In [None]:
import pandas as pd
import json
import streamlit as st
from transformers import pipeline
@st.cache_data
def load_data():
    st.write("Loading data in chunks...") 
    
    papers = []
    total_lines = sum(1 for _ in open('/Users/cansarma/Desktop/arxiv-metadata-oai-snapshot.json', 'r'))  # Count total lines
    progress_bar = st.progress(0)
    
    try:
        with open('/Users/cansarma/Desktop/arxiv-metadata-oai-snapshot.json', 'r') as file:
            for i, line in enumerate(file):
                try:
                    papers.append(json.loads(line)) 
                except json.JSONDecodeError as e:
                    st.error(f"Error decoding line: {e}")  
                    
                if i % 1000 == 0:
                    progress_bar.progress(i / total_lines)
        
        st.write(f"Total records loaded: {len(papers)}")  
        
        papers_df = pd.DataFrame(papers)
        st.write(f"Total papers in DataFrame: {len(papers_df)}")  
        
        
        cs_papers = papers_df[papers_df['categories'].str.contains('cs.')].reset_index(drop=True)
        st.write(f"Computer science papers: {len(cs_papers)}")  
        return cs_papers

    except FileNotFoundError:
        st.error("File not found.
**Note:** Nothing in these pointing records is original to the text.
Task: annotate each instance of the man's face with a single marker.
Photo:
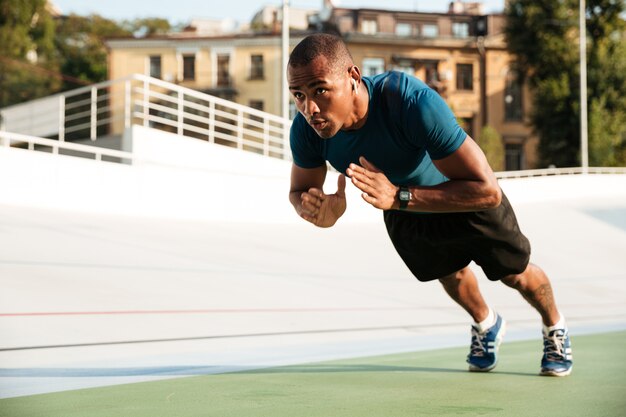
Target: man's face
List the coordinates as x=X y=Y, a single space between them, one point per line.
x=323 y=95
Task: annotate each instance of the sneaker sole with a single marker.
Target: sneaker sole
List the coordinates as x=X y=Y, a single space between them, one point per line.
x=499 y=337
x=555 y=373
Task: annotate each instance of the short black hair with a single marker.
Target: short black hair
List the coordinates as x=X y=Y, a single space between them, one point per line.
x=321 y=44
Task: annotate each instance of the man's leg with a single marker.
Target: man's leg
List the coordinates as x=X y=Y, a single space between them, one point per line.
x=462 y=287
x=535 y=287
x=488 y=329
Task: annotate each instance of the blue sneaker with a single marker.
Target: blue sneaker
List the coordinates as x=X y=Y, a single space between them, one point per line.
x=483 y=356
x=557 y=353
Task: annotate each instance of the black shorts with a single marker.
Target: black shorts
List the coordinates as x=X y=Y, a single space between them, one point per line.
x=435 y=245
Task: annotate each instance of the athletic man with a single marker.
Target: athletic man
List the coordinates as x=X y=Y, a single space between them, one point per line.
x=401 y=146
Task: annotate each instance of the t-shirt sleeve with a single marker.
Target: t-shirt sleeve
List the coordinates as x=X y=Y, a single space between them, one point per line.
x=433 y=123
x=303 y=149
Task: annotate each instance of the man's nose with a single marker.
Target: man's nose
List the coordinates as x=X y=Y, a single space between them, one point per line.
x=311 y=108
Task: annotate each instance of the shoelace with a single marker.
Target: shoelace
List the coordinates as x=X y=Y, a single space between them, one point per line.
x=477 y=348
x=554 y=345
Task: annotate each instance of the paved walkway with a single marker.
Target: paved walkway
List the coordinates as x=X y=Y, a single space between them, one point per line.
x=92 y=300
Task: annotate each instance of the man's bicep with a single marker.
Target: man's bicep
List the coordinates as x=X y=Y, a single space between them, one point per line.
x=303 y=179
x=468 y=162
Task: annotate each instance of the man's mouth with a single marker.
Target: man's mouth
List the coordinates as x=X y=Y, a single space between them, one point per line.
x=317 y=124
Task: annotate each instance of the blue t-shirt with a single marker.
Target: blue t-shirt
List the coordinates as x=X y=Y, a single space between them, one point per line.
x=408 y=125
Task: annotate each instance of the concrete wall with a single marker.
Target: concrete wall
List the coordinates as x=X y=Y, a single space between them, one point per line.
x=178 y=177
x=172 y=176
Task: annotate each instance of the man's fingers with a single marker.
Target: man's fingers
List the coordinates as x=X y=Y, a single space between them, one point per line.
x=309 y=208
x=363 y=186
x=355 y=169
x=368 y=165
x=312 y=199
x=341 y=185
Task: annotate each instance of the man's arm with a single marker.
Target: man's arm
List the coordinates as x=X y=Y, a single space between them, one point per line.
x=472 y=186
x=308 y=199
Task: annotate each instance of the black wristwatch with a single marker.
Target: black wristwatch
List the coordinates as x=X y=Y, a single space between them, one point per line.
x=404 y=195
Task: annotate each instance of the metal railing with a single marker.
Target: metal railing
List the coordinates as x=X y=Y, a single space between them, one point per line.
x=108 y=108
x=16 y=140
x=560 y=171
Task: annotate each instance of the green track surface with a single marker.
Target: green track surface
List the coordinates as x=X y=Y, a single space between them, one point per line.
x=432 y=383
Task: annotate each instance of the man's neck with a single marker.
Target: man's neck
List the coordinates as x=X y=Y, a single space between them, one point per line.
x=361 y=108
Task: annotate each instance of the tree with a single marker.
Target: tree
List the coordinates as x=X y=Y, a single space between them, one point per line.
x=541 y=34
x=28 y=62
x=80 y=44
x=490 y=142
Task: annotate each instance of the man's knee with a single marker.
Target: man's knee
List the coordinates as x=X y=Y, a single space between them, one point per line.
x=454 y=277
x=518 y=281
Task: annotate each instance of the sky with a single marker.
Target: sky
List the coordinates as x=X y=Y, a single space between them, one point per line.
x=181 y=11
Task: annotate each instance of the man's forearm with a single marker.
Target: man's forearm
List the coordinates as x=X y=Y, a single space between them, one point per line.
x=295 y=198
x=454 y=196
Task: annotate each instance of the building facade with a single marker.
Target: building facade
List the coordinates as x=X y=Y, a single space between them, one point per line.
x=461 y=54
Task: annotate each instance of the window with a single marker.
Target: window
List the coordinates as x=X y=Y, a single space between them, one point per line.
x=431 y=74
x=405 y=67
x=256 y=67
x=258 y=105
x=514 y=156
x=460 y=29
x=404 y=29
x=293 y=110
x=155 y=66
x=430 y=31
x=223 y=70
x=513 y=110
x=369 y=27
x=189 y=67
x=373 y=66
x=464 y=77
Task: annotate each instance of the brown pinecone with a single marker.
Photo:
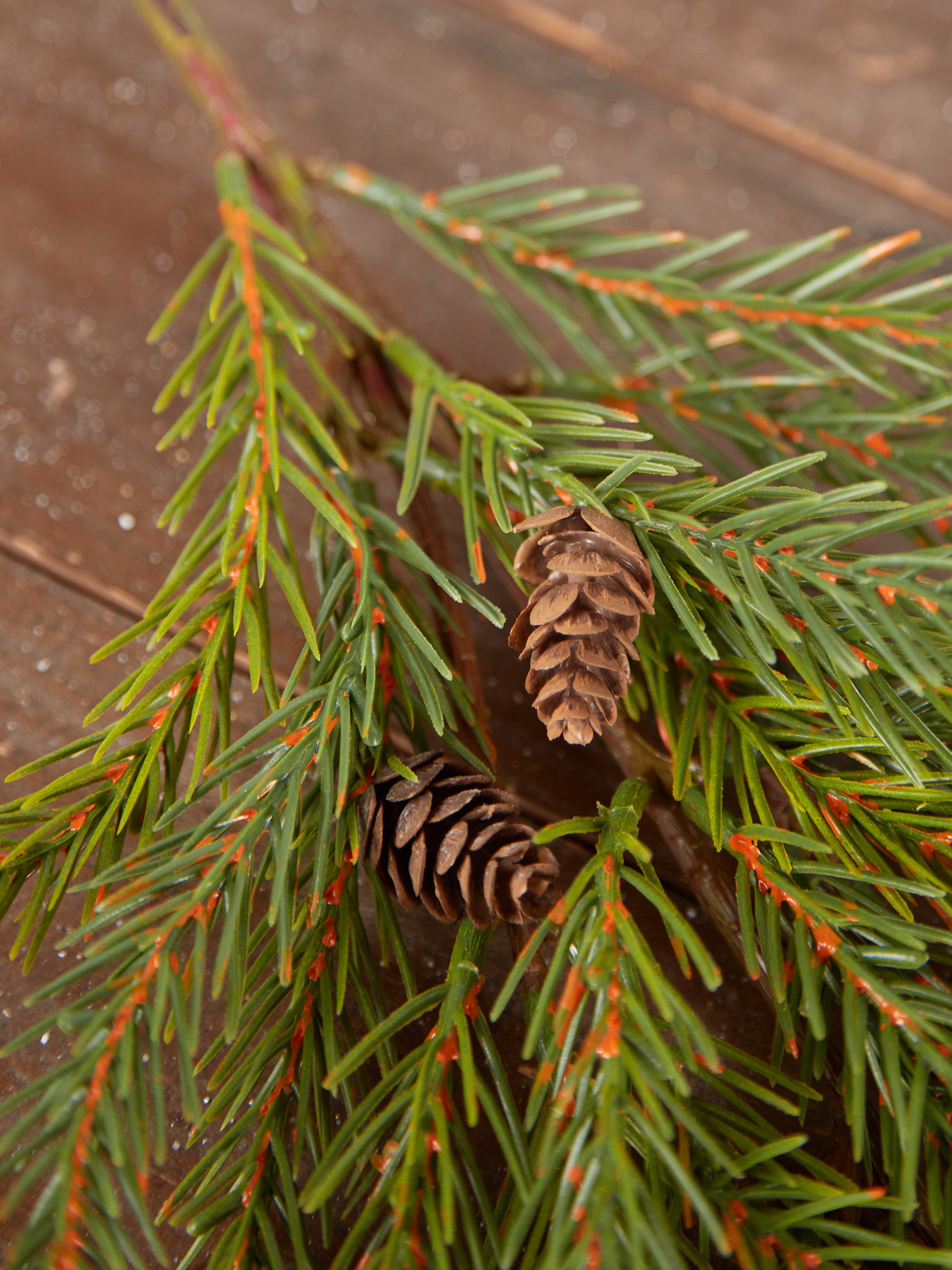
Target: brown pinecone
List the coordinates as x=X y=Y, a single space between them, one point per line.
x=455 y=842
x=579 y=625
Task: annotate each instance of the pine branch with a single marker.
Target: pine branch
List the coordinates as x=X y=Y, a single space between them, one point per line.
x=833 y=910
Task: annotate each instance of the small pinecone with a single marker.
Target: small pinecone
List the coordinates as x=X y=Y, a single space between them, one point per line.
x=579 y=625
x=455 y=842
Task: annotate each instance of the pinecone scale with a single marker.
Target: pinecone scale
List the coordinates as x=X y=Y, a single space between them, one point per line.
x=579 y=625
x=454 y=842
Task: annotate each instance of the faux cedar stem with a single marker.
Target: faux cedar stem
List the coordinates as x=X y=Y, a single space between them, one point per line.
x=557 y=30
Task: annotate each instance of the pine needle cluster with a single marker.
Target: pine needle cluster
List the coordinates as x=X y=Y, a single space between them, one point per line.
x=801 y=635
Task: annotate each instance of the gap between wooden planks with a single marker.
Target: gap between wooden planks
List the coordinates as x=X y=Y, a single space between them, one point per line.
x=558 y=30
x=30 y=553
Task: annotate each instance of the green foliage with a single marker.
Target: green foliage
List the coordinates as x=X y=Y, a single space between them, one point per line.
x=795 y=681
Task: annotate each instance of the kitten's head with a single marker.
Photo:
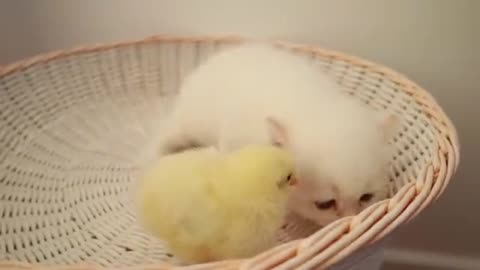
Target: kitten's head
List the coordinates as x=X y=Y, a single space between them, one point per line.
x=343 y=172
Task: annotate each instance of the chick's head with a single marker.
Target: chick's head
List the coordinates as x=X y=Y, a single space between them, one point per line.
x=261 y=172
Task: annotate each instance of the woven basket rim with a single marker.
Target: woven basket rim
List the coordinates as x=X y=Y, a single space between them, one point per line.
x=406 y=204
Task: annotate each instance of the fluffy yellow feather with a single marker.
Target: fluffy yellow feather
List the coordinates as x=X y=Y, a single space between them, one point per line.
x=210 y=206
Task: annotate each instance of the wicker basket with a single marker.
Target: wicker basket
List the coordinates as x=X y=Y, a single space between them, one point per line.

Please check the file path and try again.")
        return pd.DataFrame() 
    except Exception as e:
        st.error(f"Error loading data: {e}")
        return pd.DataFrame() 

@st.cache_resource
def get_summarizer():
    st.write("Loading summarization model...") 
    return pipeline("summarization")

def summarize_paper(abstract):
    summarizer = get_summarizer()
    summary = summarizer(abstract, max_length=150, min_length=30, do_sample=False)
    return summary[0]['summary_text']

def search_papers(query, papers_df):
    results = papers_df[papers_df['title'].str.contains(query, case=False, na=False) | 
                         papers_df['abstract'].str.contains(query, case=False, na=False)]
    return results

def main():
    st.title("AI Research Chatbot")

    papers_df = load_data()

    if not papers_df.empty:
        st.sidebar.header("Search Papers")
        search_query = st.sidebar.text_input("Enter keywords to search for papers:")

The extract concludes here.